Davalı-karşı davacıların buna yönelik temyiz itirazları yerinde değildir, reddiyle hükmün bu bölümünün ONANMASINA
Karşı davacıların öteki temyiz itirazlarına gelince, karşı davanın açıldığı tarih itibariyle tapu maliklerinin sağ olduğu, bu nedenle dava tarihinde karşı davacıların dava açma sıfatları olmadığı, karşı davacıların ile asıl davacıların miras bırakanı T.’ın babası M.O.’ın 06.02.2004 N.’nin de 04.10.2008 tarihinde yargılama devam ederken vefat ettikleri dosyadaki veraset ilamları ile sabittir.
Bilindiği ve 03.03.1993 tarih 773-82 sayılı Hukuk Genel Kurulu Kararında açıkça vurgulandığı gibi dava şartlarının davanın açıldığı tarihten hükmün kurulduğu tarihe kadar aynen bulunması temel bir kuraldır.

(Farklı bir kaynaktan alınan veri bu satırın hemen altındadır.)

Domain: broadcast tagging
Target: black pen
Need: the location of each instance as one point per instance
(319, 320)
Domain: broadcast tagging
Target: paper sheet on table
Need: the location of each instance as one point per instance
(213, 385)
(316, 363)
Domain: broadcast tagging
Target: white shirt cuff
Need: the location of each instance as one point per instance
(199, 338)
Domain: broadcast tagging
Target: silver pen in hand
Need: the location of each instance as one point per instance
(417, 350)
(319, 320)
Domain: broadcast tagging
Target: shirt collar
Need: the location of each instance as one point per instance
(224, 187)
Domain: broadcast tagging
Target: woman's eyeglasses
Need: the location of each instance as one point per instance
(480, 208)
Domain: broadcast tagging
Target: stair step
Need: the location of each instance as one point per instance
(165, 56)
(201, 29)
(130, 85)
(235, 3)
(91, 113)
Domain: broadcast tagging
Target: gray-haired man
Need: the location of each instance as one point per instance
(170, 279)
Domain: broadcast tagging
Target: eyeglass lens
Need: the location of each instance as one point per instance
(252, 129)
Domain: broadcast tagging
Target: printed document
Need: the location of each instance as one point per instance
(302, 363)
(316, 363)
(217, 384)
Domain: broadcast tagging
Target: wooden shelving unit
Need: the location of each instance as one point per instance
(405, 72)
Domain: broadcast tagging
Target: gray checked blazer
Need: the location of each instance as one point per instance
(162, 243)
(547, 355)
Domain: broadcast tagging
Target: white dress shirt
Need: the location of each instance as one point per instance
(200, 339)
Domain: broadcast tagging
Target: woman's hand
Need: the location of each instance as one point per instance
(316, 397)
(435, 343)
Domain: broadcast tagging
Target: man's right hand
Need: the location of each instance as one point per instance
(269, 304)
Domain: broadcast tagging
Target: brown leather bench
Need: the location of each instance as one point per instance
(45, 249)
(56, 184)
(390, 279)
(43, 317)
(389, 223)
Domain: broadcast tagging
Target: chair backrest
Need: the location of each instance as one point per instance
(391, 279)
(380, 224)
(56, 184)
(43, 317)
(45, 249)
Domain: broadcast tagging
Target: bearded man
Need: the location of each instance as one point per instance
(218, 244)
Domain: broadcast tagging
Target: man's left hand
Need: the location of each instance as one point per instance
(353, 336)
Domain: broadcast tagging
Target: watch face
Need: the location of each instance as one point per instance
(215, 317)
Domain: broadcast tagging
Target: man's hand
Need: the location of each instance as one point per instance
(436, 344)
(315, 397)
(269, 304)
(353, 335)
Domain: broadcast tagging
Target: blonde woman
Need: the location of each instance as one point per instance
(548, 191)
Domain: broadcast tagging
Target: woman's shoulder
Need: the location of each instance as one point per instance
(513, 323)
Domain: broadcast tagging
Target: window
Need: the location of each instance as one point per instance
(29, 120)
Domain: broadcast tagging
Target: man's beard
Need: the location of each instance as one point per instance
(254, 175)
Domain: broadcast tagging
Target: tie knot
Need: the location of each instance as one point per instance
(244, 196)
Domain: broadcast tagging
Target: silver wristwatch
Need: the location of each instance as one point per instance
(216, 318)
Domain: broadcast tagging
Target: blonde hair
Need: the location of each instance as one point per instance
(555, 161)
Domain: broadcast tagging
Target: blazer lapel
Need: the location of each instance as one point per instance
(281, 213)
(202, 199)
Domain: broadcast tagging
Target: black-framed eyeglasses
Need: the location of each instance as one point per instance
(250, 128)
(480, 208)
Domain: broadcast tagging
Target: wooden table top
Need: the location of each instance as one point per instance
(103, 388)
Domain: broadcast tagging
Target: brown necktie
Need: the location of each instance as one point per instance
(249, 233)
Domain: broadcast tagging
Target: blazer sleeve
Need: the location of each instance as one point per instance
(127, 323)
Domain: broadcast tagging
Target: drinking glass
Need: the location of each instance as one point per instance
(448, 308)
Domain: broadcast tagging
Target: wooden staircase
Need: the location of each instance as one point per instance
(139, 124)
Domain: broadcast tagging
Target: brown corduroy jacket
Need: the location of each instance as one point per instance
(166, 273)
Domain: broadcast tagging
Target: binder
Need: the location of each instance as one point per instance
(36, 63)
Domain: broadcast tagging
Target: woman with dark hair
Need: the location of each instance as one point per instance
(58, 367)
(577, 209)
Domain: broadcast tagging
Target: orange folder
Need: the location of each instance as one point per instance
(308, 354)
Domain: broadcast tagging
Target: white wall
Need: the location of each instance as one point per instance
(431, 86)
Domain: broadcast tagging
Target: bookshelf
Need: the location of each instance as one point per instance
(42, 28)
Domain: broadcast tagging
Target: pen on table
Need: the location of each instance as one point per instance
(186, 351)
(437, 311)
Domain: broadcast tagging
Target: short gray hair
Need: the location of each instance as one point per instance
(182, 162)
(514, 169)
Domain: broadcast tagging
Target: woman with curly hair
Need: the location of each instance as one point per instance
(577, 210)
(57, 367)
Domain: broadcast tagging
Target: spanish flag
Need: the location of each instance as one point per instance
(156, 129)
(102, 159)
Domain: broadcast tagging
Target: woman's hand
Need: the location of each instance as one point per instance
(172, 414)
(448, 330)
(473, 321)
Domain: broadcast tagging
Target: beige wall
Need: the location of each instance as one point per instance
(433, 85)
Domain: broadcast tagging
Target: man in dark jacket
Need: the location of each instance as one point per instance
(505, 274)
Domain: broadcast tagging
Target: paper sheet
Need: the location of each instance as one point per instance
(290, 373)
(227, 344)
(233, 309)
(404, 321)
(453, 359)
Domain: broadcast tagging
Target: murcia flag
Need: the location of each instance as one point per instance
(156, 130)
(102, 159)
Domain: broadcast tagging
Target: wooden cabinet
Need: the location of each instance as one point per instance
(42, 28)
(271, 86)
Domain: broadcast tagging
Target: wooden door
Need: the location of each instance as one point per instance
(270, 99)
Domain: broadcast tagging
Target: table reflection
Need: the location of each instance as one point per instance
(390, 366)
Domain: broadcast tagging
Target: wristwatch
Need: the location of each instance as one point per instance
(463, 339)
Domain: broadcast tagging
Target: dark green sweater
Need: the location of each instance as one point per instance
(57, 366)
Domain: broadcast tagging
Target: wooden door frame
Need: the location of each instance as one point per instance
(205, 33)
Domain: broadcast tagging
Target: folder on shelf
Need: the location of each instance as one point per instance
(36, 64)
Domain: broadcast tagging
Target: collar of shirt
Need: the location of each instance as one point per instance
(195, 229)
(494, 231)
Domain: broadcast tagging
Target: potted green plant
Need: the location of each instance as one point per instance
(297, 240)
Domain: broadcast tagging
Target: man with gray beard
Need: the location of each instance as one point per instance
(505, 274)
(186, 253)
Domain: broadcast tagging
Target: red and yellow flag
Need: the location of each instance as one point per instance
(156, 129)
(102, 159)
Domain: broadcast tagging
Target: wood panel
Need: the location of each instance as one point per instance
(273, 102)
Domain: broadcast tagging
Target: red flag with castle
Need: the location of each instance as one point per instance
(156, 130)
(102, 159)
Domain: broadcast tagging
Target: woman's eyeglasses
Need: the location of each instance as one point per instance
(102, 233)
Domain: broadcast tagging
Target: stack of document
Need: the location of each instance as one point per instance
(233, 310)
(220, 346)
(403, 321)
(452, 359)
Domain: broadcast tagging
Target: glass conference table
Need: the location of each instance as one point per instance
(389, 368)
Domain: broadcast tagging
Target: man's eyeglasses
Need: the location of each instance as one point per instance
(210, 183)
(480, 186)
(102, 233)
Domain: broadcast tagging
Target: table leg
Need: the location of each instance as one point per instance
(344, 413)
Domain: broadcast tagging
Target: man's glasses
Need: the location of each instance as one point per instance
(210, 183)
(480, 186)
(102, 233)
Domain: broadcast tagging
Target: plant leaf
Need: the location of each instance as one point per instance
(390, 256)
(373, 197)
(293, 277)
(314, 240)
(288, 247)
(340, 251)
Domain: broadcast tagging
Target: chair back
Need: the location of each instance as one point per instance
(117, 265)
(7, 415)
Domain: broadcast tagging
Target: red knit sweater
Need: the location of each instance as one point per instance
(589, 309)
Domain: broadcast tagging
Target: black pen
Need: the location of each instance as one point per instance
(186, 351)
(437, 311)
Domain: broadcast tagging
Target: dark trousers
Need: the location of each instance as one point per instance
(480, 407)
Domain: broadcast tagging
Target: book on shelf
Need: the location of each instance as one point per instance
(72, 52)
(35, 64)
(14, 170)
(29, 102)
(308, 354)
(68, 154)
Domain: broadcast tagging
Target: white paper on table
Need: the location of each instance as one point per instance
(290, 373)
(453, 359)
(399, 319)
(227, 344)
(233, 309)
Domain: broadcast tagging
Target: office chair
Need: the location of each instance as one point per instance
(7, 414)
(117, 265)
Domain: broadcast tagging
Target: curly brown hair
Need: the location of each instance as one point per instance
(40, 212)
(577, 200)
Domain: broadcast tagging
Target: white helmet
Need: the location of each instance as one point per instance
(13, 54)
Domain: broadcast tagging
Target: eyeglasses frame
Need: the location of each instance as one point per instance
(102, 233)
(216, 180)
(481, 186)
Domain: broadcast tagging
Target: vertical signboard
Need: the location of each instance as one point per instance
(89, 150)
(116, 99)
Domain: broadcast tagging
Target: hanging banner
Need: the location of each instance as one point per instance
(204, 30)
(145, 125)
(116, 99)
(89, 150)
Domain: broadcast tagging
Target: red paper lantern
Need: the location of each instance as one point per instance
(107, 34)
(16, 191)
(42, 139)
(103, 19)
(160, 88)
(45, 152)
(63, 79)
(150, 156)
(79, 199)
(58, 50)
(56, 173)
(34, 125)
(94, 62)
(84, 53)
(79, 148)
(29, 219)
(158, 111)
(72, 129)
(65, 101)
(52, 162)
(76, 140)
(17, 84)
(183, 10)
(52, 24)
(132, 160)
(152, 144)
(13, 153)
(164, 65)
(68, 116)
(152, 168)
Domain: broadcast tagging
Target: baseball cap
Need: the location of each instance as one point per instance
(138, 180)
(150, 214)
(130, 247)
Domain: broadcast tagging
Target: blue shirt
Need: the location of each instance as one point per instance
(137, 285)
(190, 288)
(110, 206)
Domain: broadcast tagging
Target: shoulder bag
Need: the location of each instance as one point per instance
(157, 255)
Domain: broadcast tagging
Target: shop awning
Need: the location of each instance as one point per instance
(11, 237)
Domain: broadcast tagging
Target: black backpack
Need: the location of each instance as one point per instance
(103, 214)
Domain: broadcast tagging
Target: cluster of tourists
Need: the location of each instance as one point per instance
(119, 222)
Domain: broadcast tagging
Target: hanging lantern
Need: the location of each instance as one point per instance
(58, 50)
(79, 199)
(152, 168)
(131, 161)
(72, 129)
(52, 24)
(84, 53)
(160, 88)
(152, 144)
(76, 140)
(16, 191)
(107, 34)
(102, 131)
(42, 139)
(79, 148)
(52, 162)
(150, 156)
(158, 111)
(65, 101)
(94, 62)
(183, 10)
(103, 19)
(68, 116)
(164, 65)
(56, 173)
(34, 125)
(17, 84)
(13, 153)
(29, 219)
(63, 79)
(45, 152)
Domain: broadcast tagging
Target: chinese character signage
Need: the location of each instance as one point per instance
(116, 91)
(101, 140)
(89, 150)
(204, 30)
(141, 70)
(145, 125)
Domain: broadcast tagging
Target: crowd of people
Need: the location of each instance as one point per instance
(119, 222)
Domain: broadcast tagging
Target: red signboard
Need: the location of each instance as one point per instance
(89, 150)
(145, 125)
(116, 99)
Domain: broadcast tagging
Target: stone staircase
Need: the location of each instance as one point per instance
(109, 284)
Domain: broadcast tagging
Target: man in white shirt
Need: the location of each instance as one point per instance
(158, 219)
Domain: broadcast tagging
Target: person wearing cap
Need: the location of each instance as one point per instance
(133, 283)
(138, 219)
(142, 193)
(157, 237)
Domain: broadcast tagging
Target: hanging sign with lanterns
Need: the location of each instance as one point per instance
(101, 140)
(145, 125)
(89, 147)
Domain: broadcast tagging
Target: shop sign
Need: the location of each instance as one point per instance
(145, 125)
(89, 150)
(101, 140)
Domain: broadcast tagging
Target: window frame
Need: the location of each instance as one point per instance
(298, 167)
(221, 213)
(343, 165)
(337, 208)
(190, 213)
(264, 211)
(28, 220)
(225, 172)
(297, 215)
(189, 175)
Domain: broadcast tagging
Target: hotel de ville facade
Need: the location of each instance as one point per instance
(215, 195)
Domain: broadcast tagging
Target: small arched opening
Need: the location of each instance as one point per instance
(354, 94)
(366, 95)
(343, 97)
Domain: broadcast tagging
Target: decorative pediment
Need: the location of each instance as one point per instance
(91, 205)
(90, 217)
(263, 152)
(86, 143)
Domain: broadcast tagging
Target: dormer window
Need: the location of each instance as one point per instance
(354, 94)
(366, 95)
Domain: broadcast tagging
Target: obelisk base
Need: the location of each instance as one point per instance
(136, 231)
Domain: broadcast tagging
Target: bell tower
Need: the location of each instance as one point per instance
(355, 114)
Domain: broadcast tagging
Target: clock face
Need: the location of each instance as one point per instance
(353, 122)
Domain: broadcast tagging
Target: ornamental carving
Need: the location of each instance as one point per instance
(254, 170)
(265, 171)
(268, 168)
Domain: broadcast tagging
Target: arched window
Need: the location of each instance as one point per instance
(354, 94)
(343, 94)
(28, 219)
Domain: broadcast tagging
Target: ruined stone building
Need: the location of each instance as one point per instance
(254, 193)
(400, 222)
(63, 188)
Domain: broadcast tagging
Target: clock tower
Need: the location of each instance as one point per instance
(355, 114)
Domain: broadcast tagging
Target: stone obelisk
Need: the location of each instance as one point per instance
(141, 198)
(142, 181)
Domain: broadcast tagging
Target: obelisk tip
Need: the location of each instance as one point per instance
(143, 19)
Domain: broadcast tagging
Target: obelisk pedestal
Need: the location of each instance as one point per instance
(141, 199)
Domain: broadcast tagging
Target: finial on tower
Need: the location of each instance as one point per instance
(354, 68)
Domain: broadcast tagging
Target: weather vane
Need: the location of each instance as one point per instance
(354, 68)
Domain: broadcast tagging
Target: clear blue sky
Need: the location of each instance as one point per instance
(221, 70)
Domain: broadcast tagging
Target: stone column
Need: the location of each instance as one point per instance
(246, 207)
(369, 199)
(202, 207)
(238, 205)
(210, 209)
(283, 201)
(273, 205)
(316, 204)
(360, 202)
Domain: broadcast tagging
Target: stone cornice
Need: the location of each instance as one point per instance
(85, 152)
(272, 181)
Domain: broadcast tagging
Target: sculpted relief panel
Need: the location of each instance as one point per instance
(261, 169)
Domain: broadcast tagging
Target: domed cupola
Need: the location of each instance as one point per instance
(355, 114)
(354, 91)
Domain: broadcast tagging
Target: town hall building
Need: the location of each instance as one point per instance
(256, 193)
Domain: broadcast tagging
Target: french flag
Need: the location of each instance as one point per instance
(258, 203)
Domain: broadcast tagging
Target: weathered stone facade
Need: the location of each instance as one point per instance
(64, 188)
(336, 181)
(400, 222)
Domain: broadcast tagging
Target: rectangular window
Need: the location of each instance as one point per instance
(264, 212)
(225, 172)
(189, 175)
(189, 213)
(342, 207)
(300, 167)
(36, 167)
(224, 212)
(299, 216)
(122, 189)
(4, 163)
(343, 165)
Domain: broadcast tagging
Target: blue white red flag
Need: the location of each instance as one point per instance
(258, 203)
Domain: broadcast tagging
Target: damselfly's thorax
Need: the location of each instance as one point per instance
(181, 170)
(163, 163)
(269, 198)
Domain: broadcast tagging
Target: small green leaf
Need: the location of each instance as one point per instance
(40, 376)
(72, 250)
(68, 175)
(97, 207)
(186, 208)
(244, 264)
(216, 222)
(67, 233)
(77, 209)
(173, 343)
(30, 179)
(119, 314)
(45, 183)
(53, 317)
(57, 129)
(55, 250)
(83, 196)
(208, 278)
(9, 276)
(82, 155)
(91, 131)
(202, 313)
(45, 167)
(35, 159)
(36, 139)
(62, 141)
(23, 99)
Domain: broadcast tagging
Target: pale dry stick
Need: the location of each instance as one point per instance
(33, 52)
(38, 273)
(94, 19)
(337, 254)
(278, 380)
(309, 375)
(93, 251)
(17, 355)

Hakim davanın başında dava şartlarının mevcut bulunup, bulunmadığını kendiliğinden (re’sen) araştırmak zorundadır. Ne var ki, yargılama sırasında dava şartı noksanlığı ortadan kalkmış ise usulden davanın reddedilemeyeceği kuşkusuzdur. Öte yandan, her ne kadar davacılar tarafından hukuki ehliyetsizlik iddiasına dayanılmış, sonradan bu iddiadan sarfınazar edilmişse de HUMK’nun 181/5 maddesi gereğince sarfınazarın netice doğurabilmesi için karşı tarafın muvafakatı zorunluysa da; yapılan araştırma sonucu 5659 Sayılı Yasanın 7 ve 16.maddeleri gereğince miras bırakanın hukuki ehliyetinin bulunduğu saptanmış olduğundan, muvafakat edilip, edilmemesinin neticeye etkili olmayacağı da açıktır.
Hal böyle olunca, yargılama sırasında karşı davacılar yönünden dava şartının oluştuğu gözetilerek işin esası yönünden hükme yeterli bir araştırma yapılarak sonucuna göre bir karar verilmesi gerekirken değinilen husus göz ardı edilerek yazılı olduğu üzere hüküm kurulmuş olması doğru değildir.
Davalı (karşı davacıların) buna yönelik temyiz itirazları yerindedir. Kabulüyle hükmün açıklanan nedenden ötürü HUMK."nun 428.maddesi gereğince BOZULMASINA, alınan peşin harcın temyiz edene geri verilmesine, 03.12.2010 tarihinde yürürlüğe giren Avukatlık Ücret Tarifesinin 14. maddesi gereğince gelen temyiz eden vekilleri için 8250.00.-TL. duruşma avukatlık parasının temyiz edilenlerden alınmasına, 12.07.2011 tarihinde oybirliğiyle karar verildi.